Serius, bad attitude politics (leadership) Jokowi membuat komplikasi dengan wujud berbagai proses melahirkan gejala-gejala kerusakan moral dan politik ( moral hazard), kerusakan di sektor penegakan hukum dan ekonomi yang terjerembab (tidak meroket) dan kesemuanya notoire feiten atau tuduhan dengan bukti kuat, dan tuduhan-tuduhan yang ada merupakan tuduhan banyak para pakar dan para tokoh bangsa dan sebagian besar publik/ WNI, semua hal terkait viral dibanyak warta media dan media sosial, baik konvensional maupun mainstream (televisi, media online dan video youtube, twitter, WhatsApp, instagram, telegram, termasuk di Facebook, Dll), serta tuduhan oleh banyak publik menyangkut adanya unsur kesengajaan oleh seorang Jokowi yang jabatannya adalah Presiden RI.

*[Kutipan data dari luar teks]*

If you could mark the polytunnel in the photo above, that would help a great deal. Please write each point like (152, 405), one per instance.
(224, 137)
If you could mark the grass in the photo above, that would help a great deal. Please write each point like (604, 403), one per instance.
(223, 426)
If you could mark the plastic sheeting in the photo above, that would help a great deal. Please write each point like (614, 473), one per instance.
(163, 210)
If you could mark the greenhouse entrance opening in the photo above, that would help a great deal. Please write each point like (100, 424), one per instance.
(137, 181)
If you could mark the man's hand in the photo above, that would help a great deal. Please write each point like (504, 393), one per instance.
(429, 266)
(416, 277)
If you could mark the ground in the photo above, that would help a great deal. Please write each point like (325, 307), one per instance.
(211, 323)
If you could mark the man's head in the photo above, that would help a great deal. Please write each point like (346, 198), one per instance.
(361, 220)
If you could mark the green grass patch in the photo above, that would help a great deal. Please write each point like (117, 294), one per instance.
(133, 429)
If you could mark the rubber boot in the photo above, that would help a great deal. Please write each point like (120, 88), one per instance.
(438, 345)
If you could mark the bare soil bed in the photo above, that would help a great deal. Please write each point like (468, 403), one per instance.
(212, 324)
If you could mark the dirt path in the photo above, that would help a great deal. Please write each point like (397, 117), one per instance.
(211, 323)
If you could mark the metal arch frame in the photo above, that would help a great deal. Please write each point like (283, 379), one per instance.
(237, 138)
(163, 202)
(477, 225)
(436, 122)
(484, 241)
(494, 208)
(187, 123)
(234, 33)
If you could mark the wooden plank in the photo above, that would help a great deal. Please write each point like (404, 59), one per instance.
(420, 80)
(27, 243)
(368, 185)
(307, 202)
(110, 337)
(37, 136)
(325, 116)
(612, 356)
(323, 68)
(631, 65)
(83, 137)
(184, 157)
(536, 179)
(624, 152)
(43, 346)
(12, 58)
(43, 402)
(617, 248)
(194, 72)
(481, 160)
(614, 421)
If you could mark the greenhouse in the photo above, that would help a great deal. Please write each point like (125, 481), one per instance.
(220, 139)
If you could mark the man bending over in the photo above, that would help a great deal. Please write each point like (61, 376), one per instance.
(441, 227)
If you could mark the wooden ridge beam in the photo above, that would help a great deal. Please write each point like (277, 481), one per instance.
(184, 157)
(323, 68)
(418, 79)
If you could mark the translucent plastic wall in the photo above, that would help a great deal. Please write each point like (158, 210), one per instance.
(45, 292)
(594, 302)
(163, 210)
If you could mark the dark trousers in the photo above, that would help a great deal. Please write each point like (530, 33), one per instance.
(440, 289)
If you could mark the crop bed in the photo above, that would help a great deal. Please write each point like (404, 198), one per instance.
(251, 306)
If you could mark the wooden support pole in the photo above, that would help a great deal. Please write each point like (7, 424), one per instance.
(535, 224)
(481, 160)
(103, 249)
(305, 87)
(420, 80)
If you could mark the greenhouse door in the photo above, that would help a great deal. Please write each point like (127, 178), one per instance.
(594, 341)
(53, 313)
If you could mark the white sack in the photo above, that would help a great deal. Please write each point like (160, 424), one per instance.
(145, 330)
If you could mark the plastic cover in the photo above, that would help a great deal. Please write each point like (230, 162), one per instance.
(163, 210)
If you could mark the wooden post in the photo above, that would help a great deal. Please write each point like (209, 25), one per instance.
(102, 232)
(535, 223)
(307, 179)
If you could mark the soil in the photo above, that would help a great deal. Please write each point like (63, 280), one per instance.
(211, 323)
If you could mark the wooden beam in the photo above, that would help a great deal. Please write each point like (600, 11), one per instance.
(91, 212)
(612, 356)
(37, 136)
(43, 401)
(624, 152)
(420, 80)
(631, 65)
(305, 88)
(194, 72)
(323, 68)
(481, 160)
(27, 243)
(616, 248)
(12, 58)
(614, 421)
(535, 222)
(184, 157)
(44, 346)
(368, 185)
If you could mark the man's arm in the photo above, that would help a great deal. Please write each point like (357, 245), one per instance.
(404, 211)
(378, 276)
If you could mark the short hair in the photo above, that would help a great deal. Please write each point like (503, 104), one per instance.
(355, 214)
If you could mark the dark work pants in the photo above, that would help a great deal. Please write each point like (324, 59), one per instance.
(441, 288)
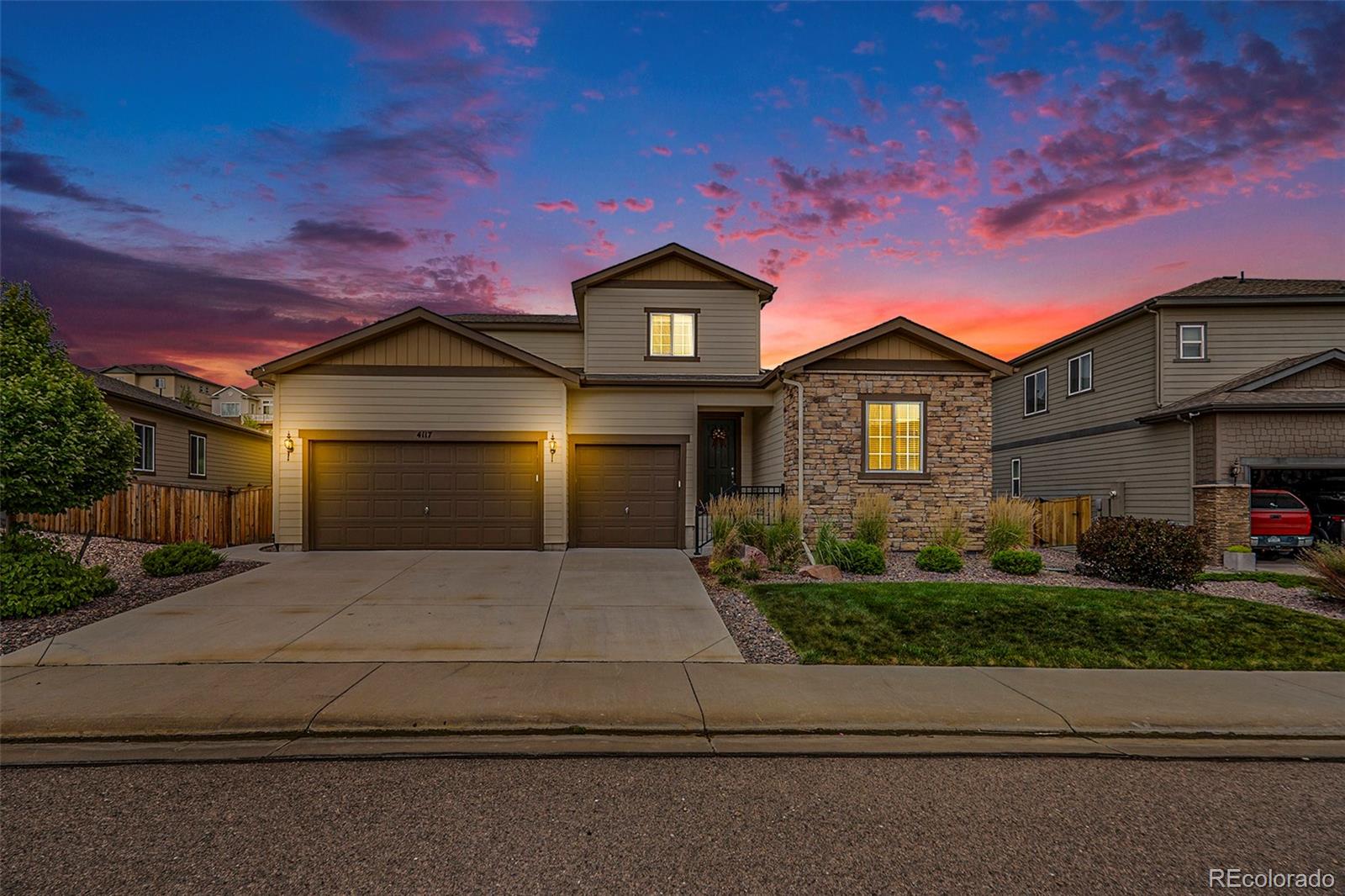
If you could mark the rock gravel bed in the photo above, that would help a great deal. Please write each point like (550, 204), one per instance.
(134, 589)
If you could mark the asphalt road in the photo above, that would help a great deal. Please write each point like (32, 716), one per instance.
(667, 825)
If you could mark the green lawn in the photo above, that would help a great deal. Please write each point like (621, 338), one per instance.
(984, 625)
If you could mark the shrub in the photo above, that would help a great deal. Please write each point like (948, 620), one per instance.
(871, 515)
(182, 559)
(854, 557)
(1328, 561)
(950, 532)
(1017, 562)
(939, 559)
(1009, 524)
(37, 577)
(1152, 553)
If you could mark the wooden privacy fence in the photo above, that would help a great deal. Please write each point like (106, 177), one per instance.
(1063, 519)
(165, 514)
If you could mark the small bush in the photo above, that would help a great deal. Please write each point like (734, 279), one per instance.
(1328, 561)
(1009, 524)
(181, 560)
(1152, 553)
(939, 559)
(869, 519)
(854, 557)
(1017, 562)
(950, 530)
(37, 577)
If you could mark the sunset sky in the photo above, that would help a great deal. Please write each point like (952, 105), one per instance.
(215, 186)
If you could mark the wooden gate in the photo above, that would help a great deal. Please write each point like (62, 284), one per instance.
(1060, 521)
(166, 514)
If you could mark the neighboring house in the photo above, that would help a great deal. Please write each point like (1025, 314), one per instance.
(1176, 407)
(609, 427)
(181, 445)
(163, 380)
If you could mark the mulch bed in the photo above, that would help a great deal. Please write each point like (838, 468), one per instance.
(134, 589)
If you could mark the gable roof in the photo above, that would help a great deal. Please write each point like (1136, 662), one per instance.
(1243, 393)
(389, 324)
(766, 291)
(127, 392)
(1214, 291)
(905, 327)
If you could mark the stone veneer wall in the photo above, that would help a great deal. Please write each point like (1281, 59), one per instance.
(1223, 514)
(958, 467)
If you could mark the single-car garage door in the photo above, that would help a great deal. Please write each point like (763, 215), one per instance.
(627, 497)
(436, 494)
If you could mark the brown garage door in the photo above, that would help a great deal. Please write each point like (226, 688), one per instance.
(627, 495)
(440, 494)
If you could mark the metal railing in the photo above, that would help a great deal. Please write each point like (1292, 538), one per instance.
(766, 512)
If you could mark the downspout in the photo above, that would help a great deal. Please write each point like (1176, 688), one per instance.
(799, 452)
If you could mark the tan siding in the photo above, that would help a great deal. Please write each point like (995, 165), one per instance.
(410, 403)
(1123, 385)
(892, 347)
(1243, 340)
(233, 459)
(564, 347)
(674, 268)
(423, 345)
(728, 331)
(1150, 466)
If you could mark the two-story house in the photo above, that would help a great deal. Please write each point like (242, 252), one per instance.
(165, 380)
(1176, 407)
(609, 425)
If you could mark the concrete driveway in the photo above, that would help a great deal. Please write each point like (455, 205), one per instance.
(423, 606)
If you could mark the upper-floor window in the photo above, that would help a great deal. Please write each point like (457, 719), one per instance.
(195, 454)
(894, 436)
(672, 334)
(1035, 393)
(1080, 373)
(145, 447)
(1190, 342)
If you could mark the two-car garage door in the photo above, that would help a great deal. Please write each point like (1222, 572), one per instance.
(434, 494)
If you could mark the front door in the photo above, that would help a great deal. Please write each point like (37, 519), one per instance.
(720, 455)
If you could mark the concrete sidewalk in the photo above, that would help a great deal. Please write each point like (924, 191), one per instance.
(241, 710)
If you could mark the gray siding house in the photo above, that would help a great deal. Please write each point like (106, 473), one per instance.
(1165, 409)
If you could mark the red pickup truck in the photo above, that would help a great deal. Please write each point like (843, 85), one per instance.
(1281, 522)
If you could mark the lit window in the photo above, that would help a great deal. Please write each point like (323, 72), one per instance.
(145, 447)
(672, 334)
(195, 454)
(1080, 373)
(894, 436)
(1035, 393)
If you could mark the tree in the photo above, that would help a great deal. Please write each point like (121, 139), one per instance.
(62, 445)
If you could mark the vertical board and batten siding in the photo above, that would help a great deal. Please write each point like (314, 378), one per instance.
(520, 403)
(233, 459)
(616, 329)
(564, 347)
(1244, 338)
(1149, 466)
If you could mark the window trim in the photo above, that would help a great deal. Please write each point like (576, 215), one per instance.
(154, 447)
(894, 475)
(1046, 392)
(192, 454)
(1204, 340)
(696, 333)
(1069, 374)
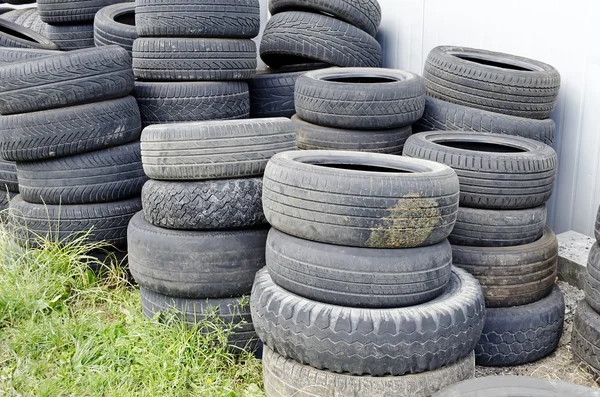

Dan Jokowi pun nyata-nyata tidak mau tunduk (bergeming) kepada keharusan tanggung jawab moralitas terhadap produk hukum MPR RI yaitu TAP MPR RI Nomor 6 Tahun 2001 Tentang Etika Kehidupan Berbangsa.
Oleh karenanya, berkaca kepada pepatah hukum Yunani Salus Populi Suprema Lex Esto ) atau “Hukum yang tertinggi adalah demi melindungi kepentingan Rakyat” dan pepatah ini berkesesuaian dengan perspektif logika hukum yang Indonesia anut, Maka kenapa MPR RI Tidak mau melaksanakan rule breaking sesuai filosofis Yunani dimaksud yang juga identik dengan amar makruf nahi mungkar !?.
Maka seluruh bangsa ini serempak rame-rame perlu support MPR RI Kapan lagi, Segerakan Demi kepentingan bangsa dan negara, hukum harus ditegakkan, konstitusi tidak boleh dinafikan oleh segelintir para penguasa yang terduga berperilaku zalim.